FINANZWIRTSCHAFTLICHE RISIKEN: AKTIVES LIQUIDITÄTS- UND FORDERUNGSMANAGEMENT BETREIBEN

Hierunter versteht STRABAG Risiken im Finanz- und Rechnungswesen einschließlich von Manipulationsvorgängen. Besonderes Augenmerk gilt dabei dem
Liquiditäts- und Forderungsmanagement, das durch laufende Finanzplanung und tägliche Statusberichte gesichert wird. Die Einhaltung der internen kaufmännischen Richtlinien wird durch die zentralen Fachbereiche Rechnungswesen und Controlling sichergestellt, die ferner das interne Berichtswesen und den periodischen Planungsprozess verantworten. Risiken aus eventuellen Manipulationsvorgängen (Vorteilnahme, Betrug, Täuschung und sonstige Gesetzesverstöße) werden von den zentralen Bereichen im Allgemeinen und der Internen Revision im Besonderen verfolgt.

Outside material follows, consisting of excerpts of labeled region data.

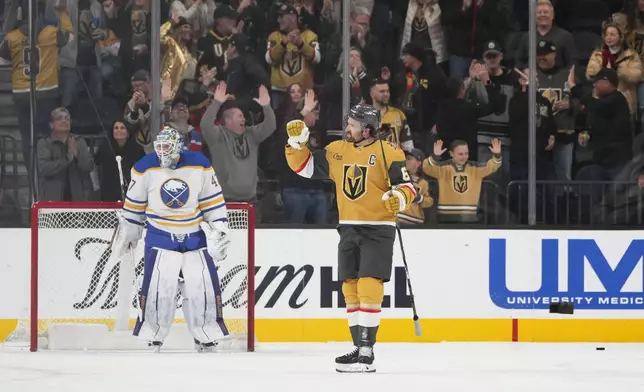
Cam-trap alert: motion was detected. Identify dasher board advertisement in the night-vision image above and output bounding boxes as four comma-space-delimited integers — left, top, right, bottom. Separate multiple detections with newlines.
0, 229, 644, 341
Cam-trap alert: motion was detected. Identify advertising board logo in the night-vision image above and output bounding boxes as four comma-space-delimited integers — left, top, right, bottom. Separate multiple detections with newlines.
489, 239, 644, 310
71, 237, 411, 313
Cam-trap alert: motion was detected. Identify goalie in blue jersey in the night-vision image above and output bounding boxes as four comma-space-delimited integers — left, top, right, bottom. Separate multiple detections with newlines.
112, 127, 230, 352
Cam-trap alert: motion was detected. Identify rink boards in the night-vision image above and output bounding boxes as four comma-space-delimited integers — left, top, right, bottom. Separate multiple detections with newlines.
0, 229, 644, 342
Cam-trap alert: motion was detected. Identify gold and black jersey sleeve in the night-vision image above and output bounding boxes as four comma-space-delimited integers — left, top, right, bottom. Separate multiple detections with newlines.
423, 155, 501, 220
265, 30, 322, 91
197, 30, 231, 72
380, 106, 414, 151
5, 26, 64, 93
398, 176, 434, 224
285, 140, 416, 225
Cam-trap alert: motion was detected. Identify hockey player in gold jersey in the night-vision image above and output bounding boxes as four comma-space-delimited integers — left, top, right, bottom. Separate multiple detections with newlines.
286, 104, 416, 372
423, 139, 501, 223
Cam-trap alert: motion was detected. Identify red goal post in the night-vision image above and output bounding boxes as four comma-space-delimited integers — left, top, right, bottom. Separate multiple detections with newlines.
25, 202, 255, 351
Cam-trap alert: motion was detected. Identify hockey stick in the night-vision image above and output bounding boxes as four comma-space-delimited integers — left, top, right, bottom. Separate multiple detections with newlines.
110, 155, 141, 331
380, 139, 423, 336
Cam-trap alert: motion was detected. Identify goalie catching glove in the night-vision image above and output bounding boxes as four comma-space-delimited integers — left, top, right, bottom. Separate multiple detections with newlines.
200, 222, 230, 262
111, 211, 143, 257
382, 189, 408, 214
286, 120, 310, 150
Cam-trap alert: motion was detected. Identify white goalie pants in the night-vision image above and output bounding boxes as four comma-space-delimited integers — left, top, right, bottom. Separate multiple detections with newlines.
134, 248, 228, 343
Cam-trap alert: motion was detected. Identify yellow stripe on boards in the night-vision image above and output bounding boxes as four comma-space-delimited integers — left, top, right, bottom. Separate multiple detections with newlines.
0, 317, 644, 343
0, 320, 18, 343
255, 317, 512, 343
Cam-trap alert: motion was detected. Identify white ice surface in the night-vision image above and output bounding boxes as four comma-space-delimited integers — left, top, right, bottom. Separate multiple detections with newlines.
0, 343, 644, 392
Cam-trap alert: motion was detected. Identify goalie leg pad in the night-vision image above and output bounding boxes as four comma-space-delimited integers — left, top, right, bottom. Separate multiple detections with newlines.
181, 248, 229, 343
134, 248, 182, 342
358, 278, 385, 346
342, 279, 360, 346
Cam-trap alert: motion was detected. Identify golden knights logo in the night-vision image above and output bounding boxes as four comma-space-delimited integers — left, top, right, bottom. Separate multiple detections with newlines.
342, 165, 367, 200
282, 50, 303, 77
452, 174, 469, 193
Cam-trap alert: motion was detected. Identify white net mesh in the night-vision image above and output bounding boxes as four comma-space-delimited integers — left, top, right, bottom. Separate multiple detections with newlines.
7, 204, 252, 350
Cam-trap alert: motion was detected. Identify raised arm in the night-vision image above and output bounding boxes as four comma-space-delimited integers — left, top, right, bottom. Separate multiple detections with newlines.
475, 139, 501, 178
250, 86, 277, 144
423, 140, 448, 178
200, 82, 233, 144
285, 120, 332, 179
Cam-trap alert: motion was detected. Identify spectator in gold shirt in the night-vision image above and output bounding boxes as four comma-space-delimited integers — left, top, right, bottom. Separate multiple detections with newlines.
398, 148, 434, 225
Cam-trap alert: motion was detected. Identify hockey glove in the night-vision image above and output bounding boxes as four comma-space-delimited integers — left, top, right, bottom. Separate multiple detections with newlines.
200, 222, 230, 264
382, 189, 407, 214
286, 120, 309, 150
111, 211, 143, 257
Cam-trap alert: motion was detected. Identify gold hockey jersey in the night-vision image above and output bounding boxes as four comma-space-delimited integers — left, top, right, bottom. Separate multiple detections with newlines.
380, 106, 414, 151
265, 30, 321, 91
286, 140, 416, 226
5, 26, 58, 93
398, 175, 434, 225
423, 155, 501, 222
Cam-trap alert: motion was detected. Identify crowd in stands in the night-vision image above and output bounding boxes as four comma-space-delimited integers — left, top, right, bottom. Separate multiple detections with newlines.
0, 0, 644, 224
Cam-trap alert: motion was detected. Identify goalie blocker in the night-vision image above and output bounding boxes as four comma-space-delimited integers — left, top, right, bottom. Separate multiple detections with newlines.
285, 104, 416, 372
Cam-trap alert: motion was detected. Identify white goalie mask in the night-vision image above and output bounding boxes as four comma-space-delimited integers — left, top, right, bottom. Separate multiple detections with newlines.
154, 127, 183, 169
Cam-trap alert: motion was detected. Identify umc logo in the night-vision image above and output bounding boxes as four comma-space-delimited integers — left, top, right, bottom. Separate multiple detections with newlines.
489, 239, 644, 310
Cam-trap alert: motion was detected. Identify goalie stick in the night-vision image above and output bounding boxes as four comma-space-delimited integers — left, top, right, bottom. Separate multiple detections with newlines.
110, 155, 141, 331
379, 138, 423, 336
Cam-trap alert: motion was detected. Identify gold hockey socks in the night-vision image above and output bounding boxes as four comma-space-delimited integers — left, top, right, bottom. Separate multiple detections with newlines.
357, 278, 385, 347
342, 279, 360, 347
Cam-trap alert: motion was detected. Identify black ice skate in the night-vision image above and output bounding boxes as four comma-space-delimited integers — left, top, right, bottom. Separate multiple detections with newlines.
194, 339, 217, 353
355, 347, 376, 373
148, 341, 163, 354
335, 347, 358, 373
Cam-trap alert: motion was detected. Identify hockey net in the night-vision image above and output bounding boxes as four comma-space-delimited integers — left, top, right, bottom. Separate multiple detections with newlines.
6, 202, 255, 351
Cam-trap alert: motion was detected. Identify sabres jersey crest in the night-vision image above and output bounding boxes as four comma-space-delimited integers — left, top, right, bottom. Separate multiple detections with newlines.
123, 151, 228, 235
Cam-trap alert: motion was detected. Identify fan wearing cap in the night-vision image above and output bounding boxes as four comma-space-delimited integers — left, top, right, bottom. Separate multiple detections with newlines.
369, 79, 414, 151
170, 0, 217, 37
537, 41, 581, 181
392, 42, 447, 148
226, 33, 270, 113
586, 23, 642, 115
398, 148, 434, 225
423, 139, 501, 223
264, 4, 321, 97
472, 41, 519, 177
166, 96, 203, 151
401, 0, 448, 64
573, 68, 633, 169
515, 0, 579, 69
285, 104, 416, 372
123, 69, 153, 153
160, 14, 197, 98
197, 4, 239, 80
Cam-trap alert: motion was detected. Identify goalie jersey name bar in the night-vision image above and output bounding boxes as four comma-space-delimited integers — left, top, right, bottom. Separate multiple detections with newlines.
123, 151, 228, 235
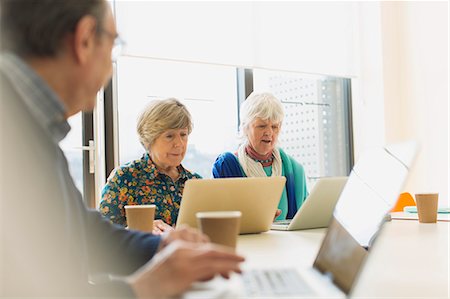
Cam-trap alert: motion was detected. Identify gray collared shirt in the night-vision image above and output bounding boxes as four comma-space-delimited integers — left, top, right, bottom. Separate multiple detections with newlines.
0, 53, 70, 143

STRABAG unterliegt hinsichtlich ihrer Vermögenswerte, Verbindlichkeiten und geplanten Transaktionen Zins-, Währungsänderungs-, Kredit- und Liquiditätsrisiken. Ziel des finanziellen Risikomanagements ist es, diese Risiken durch laufende finanzorientierte Aktivitäten zu begrenzen. Die Grundzüge der Finanzpolitik werden durch den Konzernvorstand festgelegt und vom Aufsichtsrat überwacht. Die Umsetzung dieser Finanzpolitik sowie das laufende Risikomanagement obliegen dem Konzern-Treasury. Detaillierte Angaben dazu sind im Konzernanhang unter Punkt 26 Finanzinstrumente angeführt.

ETHISCHEN RISIKEN WIRD MIT ETHIK-BUSINESS COMPLIANCE-SYSTEM BEGEGNET

Da Korruption ein Risiko in der Bauwirtschaft darstellt, wurden bei STRABAG bewährte Instrumente zu ihrer Bekämpfung implementiert. Die Regeln in Bezug auf korrektes Verhalten im Geschäftsalltag werden über das Ethik-Business Compliance- System transportiert. Diese haben konzernweite Gültigkeit. Das Business Compliance- Modell von STRABAG stützt sich auf den „Code of Conduct“, den „Leitfaden Business Compliance“, den „Leitfaden Business Compliance für Geschäftspartnerinnen und Geschäftspartner“ und auf die personelle Struktur des STRABAG-Business Compliance-Modells, bestehend aus dem Konzern-Business Compliance-Koordinator, den regionalen Business Compliance- Beauftragten, den internen Ombudsleuten und dem externen Ombudsmann. Details zu den ethischen Risiken sind im Konsolidierten Nichtfinanziellen Bericht nach § 267a UGB zu finden.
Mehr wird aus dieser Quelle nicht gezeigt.